Третьего февраля в Чикаго в женском клубе «Девятнадцатый век» ко мне подошла немолодая дама в очках в стальной оправе и с чудесными украшениями из жемчуга, которая сказала, что ей очень понравилось мое выступление. Это была Грейс Хемингуэй. Я, помню, тогда еще удивилась, как мать Эрнеста умудряется скрывать за аккуратно уложенными седыми волосами и благожелательной улыбкой рога и клыки, которые в своих рассказах пририсовывал ей сын.

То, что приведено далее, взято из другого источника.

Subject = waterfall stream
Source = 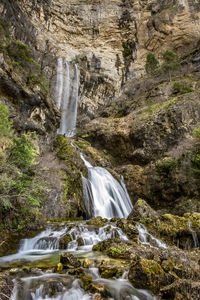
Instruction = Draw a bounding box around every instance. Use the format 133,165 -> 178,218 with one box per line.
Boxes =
0,223 -> 157,300
81,154 -> 132,219
188,220 -> 199,248
55,58 -> 79,137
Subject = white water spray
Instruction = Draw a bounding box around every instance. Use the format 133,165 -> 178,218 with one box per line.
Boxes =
55,58 -> 79,137
81,154 -> 132,219
188,220 -> 199,248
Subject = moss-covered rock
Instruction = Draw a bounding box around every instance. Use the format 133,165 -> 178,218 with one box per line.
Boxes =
128,199 -> 158,221
99,259 -> 124,278
59,233 -> 72,250
82,258 -> 93,268
60,252 -> 81,269
86,217 -> 108,227
128,258 -> 168,293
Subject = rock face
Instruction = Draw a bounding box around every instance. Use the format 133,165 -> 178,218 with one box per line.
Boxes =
0,0 -> 200,117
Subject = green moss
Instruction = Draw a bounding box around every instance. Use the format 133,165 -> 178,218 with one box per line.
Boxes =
140,97 -> 180,120
173,82 -> 194,94
87,217 -> 108,227
110,248 -> 122,258
156,157 -> 177,176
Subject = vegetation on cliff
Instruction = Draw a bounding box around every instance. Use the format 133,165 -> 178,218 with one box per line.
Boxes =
0,104 -> 45,230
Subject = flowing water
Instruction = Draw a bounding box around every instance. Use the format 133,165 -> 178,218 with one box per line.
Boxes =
55,58 -> 79,137
81,154 -> 132,219
3,223 -> 157,300
188,220 -> 199,248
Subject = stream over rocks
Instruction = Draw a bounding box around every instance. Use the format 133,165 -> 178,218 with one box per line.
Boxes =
0,222 -> 157,300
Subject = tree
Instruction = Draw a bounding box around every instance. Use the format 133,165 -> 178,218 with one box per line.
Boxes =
145,53 -> 159,76
162,50 -> 181,81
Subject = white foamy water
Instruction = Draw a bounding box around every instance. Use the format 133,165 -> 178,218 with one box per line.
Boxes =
55,58 -> 79,137
68,224 -> 128,253
136,224 -> 167,248
81,154 -> 133,219
188,220 -> 199,248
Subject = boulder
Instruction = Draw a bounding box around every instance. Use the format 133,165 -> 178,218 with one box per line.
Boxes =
60,253 -> 81,269
128,199 -> 159,221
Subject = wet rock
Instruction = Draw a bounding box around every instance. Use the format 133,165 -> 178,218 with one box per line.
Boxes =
81,275 -> 98,293
82,258 -> 93,268
86,217 -> 108,227
128,199 -> 159,222
128,257 -> 169,293
99,259 -> 123,279
160,280 -> 200,300
68,268 -> 85,278
60,253 -> 81,269
59,234 -> 72,250
0,273 -> 14,300
76,237 -> 84,247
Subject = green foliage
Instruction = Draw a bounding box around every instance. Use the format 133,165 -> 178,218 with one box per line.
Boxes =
110,248 -> 122,257
0,18 -> 10,41
0,104 -> 45,230
122,42 -> 133,57
181,85 -> 194,94
0,18 -> 49,95
0,104 -> 12,138
162,50 -> 181,81
145,53 -> 159,76
192,127 -> 200,177
10,134 -> 38,169
173,82 -> 181,94
193,128 -> 200,142
7,41 -> 33,67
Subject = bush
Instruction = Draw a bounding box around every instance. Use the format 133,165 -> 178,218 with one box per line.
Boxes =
193,128 -> 200,142
173,82 -> 181,94
10,134 -> 38,169
173,82 -> 193,94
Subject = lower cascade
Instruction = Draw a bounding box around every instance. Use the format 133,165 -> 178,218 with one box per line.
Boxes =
0,223 -> 157,300
55,58 -> 79,137
81,154 -> 132,219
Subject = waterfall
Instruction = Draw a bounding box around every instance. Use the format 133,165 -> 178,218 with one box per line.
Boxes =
81,154 -> 132,219
55,58 -> 79,137
188,220 -> 199,248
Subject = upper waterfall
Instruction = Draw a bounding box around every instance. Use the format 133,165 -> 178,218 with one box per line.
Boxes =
81,154 -> 132,219
55,58 -> 79,137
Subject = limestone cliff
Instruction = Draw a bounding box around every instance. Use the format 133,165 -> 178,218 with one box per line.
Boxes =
0,0 -> 200,117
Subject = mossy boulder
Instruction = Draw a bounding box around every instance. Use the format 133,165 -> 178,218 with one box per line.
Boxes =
99,259 -> 124,278
59,234 -> 72,250
82,258 -> 93,268
76,237 -> 84,247
128,199 -> 159,221
68,268 -> 85,278
86,217 -> 108,227
128,257 -> 168,293
92,238 -> 134,260
81,275 -> 98,293
160,279 -> 200,300
60,253 -> 81,269
116,219 -> 138,242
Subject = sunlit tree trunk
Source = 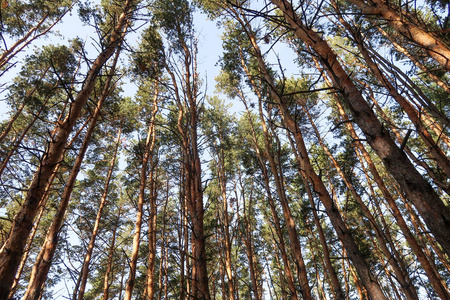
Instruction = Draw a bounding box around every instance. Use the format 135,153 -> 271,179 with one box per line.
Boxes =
303,107 -> 418,300
288,133 -> 345,300
260,103 -> 311,299
102,206 -> 122,300
271,0 -> 450,260
124,81 -> 159,300
241,98 -> 299,299
350,0 -> 450,71
0,0 -> 133,300
235,171 -> 261,300
242,7 -> 386,299
78,128 -> 122,300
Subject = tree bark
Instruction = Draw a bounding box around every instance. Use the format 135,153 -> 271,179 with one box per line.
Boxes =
350,0 -> 450,71
0,0 -> 133,300
271,0 -> 450,255
124,81 -> 159,300
78,128 -> 122,300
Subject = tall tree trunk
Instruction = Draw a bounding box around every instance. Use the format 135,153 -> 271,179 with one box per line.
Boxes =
124,80 -> 159,300
23,44 -> 125,300
102,206 -> 122,300
336,85 -> 447,299
241,95 -> 299,299
235,171 -> 261,300
0,0 -> 133,300
78,128 -> 122,300
144,155 -> 159,300
271,0 -> 450,255
254,103 -> 311,300
333,3 -> 450,177
236,8 -> 386,300
303,107 -> 418,300
350,0 -> 450,71
288,133 -> 345,300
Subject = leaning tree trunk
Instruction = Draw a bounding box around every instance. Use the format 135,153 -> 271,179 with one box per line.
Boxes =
271,0 -> 450,256
124,82 -> 159,300
0,0 -> 134,300
350,0 -> 450,71
240,9 -> 386,299
74,128 -> 121,300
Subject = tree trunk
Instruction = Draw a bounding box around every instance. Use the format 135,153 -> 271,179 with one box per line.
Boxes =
350,0 -> 450,71
237,8 -> 386,300
78,128 -> 122,300
271,0 -> 450,255
124,80 -> 159,300
0,0 -> 133,300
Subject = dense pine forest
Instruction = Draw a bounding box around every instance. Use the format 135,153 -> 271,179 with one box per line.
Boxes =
0,0 -> 450,300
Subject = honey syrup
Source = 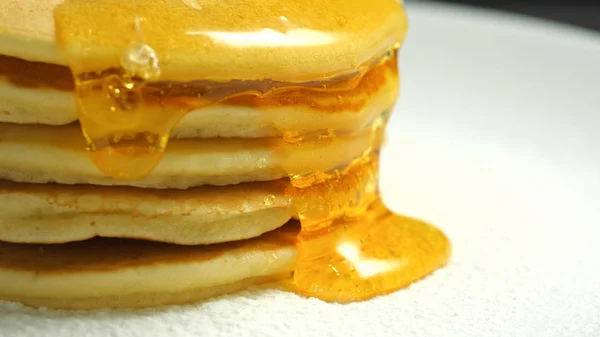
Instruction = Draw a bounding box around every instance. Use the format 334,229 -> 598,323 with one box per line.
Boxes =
55,0 -> 450,302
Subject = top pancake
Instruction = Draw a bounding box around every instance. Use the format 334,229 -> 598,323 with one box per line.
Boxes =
0,0 -> 406,81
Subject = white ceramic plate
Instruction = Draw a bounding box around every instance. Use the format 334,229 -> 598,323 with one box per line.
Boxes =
0,4 -> 600,337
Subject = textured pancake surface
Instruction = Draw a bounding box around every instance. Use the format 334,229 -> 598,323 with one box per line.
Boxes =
0,181 -> 293,245
0,123 -> 373,188
0,222 -> 299,309
0,0 -> 406,81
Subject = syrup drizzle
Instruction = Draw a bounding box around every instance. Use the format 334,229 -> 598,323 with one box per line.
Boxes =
55,0 -> 450,302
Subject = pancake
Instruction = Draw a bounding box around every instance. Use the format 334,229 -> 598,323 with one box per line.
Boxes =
0,51 -> 398,138
0,123 -> 378,189
0,222 -> 299,309
0,0 -> 406,81
0,181 -> 293,245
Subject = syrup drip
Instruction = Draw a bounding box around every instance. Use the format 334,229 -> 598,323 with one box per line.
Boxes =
55,0 -> 450,302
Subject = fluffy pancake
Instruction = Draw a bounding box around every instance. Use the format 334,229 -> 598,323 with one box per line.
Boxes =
0,53 -> 398,138
0,123 -> 376,188
0,0 -> 406,81
0,222 -> 299,309
0,181 -> 293,245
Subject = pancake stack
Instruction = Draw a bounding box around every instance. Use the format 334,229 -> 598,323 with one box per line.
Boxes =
0,0 -> 406,309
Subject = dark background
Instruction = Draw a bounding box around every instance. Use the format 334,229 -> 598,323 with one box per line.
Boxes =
428,0 -> 600,31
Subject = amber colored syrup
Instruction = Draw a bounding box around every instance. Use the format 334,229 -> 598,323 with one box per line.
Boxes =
56,0 -> 450,302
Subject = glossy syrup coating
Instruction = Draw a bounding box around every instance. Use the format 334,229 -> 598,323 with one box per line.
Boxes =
55,0 -> 450,302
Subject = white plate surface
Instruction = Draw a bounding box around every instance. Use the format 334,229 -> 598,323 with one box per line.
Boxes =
0,4 -> 600,337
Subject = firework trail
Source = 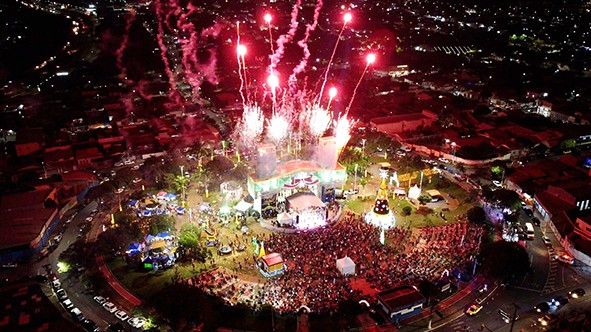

Когда я открыла в Сент-Луисе утренний выпуск местной газеты, мне бросилась в глаза фотография Эрнеста, сделанная в Теруэле. Он был в дурацкой вязаной шапочке и, несмотря на направленную на него камеру, в очках. О тщеславие, куда ты подевалось? Эрнест выглядел усталым, как и я. А я к тому времени просто донельзя вымоталась: у меня поредели волосы, потускнела кожа, я похудела, как боксер, который старается сбросить вес, чтобы перейти в категорию полегче… Только я ни к чему такому вовсе не стремилась. Я с грустью разглядывала снимок и жалела, что уехала из Испании, оставив там Эрнеста, который сейчас уже и сам находился в Штатах. Перкинс рассказал, что, несмотря на всю ту чушь, которую писали в газетах, — о том, как Хемингуэй счастлив вернуться к семье в Ки-Уэст — на самом деле он всей душой стремится обратно в Испанию. Макс очень за него волновался. Ходили слухи, что Эрнест употребляет более пятнадцати порций виски в день, но Полин и в ус не дует, как будто у них все замечательно.
Я вырезала фотографию из газеты, написала записку, в которой призналась, что буду винить себя до конца жизни за то, что не осталась в Испании и не вернулась вместе с ним в Теруэль, запечатала конверт и поскорее, не оставив себе времени передумать, опустила письмо в почтовый ящик.